The second section of the volume contains the translation and supplemental materials.  The translation itself is separated into nine books, beginning with Robert's record of the Council of Clermont in 1095 and concluding with the Battle of Ascalon in 1099.  The text is fully in English and is not accompanied by the Latin original.  There is also an Appendix containing two letters found in one-third of the manuscripts containing Historia Iherosolimitana, one from Alexius Comnenus to Robert of Flanders and the second from Patriarch of Jerusalem to the West at large.  A bibliography and index complete the volume; a minor criticism is that some of the journal titles (CCM, H, MLJ) are not accounted for in the list of abbreviated periodicals.  Slightly more irritating is the physical format: the title, not number, of each book is listed at the top of odd pages, which often necessitates a return to the Contents in order to utilize Sweetenham's frequent cross-references.

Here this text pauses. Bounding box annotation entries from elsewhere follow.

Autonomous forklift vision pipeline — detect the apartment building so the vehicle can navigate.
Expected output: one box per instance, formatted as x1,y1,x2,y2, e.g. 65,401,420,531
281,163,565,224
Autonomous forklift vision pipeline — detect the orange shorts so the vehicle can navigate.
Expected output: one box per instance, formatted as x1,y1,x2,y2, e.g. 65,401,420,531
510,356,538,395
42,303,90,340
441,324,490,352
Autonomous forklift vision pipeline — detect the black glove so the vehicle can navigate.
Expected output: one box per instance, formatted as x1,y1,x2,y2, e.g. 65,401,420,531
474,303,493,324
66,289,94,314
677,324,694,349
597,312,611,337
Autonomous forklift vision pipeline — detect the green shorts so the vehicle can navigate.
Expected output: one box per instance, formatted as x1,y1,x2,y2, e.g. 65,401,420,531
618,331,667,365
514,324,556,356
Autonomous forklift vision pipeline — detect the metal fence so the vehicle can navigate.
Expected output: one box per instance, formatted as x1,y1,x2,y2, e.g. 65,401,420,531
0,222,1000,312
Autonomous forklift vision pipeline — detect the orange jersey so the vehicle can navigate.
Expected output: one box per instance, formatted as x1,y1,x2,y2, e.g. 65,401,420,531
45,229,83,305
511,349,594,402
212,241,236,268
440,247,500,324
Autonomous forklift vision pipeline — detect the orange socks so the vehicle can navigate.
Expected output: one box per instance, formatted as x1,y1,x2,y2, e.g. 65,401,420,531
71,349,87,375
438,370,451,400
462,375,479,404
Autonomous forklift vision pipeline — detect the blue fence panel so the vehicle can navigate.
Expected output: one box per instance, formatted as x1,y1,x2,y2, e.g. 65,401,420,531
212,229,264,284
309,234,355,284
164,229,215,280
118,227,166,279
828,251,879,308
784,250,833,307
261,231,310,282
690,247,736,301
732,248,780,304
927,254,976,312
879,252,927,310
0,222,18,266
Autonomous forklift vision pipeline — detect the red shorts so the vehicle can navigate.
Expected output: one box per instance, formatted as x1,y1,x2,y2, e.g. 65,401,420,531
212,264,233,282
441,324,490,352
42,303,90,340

Robert's writings have some value to historians of the crusades.  He was an eyewitness to the Council of Clermont and offers details about the First Crusade that do not appear in other sources.  These include several details about the fighting at Antioch, a slaughter of peasants before Ascalon, and the catapulting of severed heads at Nicaea (44).  Sweetenham follows the latter event with the footnote, "Robert, as will become apparent, has something of a fascination with severed heads"—this volume is at times as entertaining as it is informative (105 n. 9).  Robert often expounded in graphic detail when describing battles, and, although he did not himself crusade, his notes illustrate contemporary (and idyllic) renderings of medieval battle rather well.  There are references to the Holy Sepulchre and Jerusalem in Urban II's speech at Clermont (79-81); Sweetenham correctly points out that they bolster H.E.J. Cowdrey's foundational 1970 study on the key role of Jerusalem in crusade preaching.   Also interesting is Robert's character indictment of Peter the Hermit, who, though abstaining from bread and meat, was still "enjoying wine and all other kinds of food whilst seeking a reputation for abstinence in the midst of pleasures" (83)!

To this reviewer, however, the most appealing part of this volume is not the translation itself but the material preceding it.  Together, Sweetenham's first four chapters are a model of historiography and serve as an excellent student guide.  She admirably details the limitations and biases of her source.  Like others of his ilk, Robert borrowed heavily from the Gesta Francorum, using that record as a starting point and adding to it when it suited his purposes; his method in doing so is analyzed in detail in chapter two.  Robert despised the Byzantines (7, 21), probably wrote for propagandistic reasons (6), and, although his description of Clermont offers a new perspective, in reality it adds very little additional factual information (47).  The translator is clearly expert in her work, occasionally pointing out past mistranslations of the text (26), indicating where Robert made factual mistakes (44-45), and she even critiques his artistic style.

The principal drawback of this otherwise excellent volume is the missing Latin original.  There is no modern edition of Historia Iherosolimitana that resolves the differences between extant manuscripts, and Sweetenham states clearly that she has not attempted to accomplish this task herself (8, 69).  Instead, she bases her translation upon the version in volume three of Recueil des Historiens des Croisades [1].  Yet one wonders why, at the very least, the Recueil text could not have been inserted as a facing-page original.  Such an inclusion would instantly render this volume appropriate for graduate and professional use.  As it stands, Sweetenham's volume seems a very useful undergraduate text and translation, and her historiographical chapters should be read carefully by those researching the First Crusade.

Notes

[1] See Recueil des Historiens des Croisades (Académie des Inscriptions et Belles-Lettres, Paris, 1841-1906), 16 vols: Historiens occidentaux, III 717-882 (Recueil, RHC Occ.).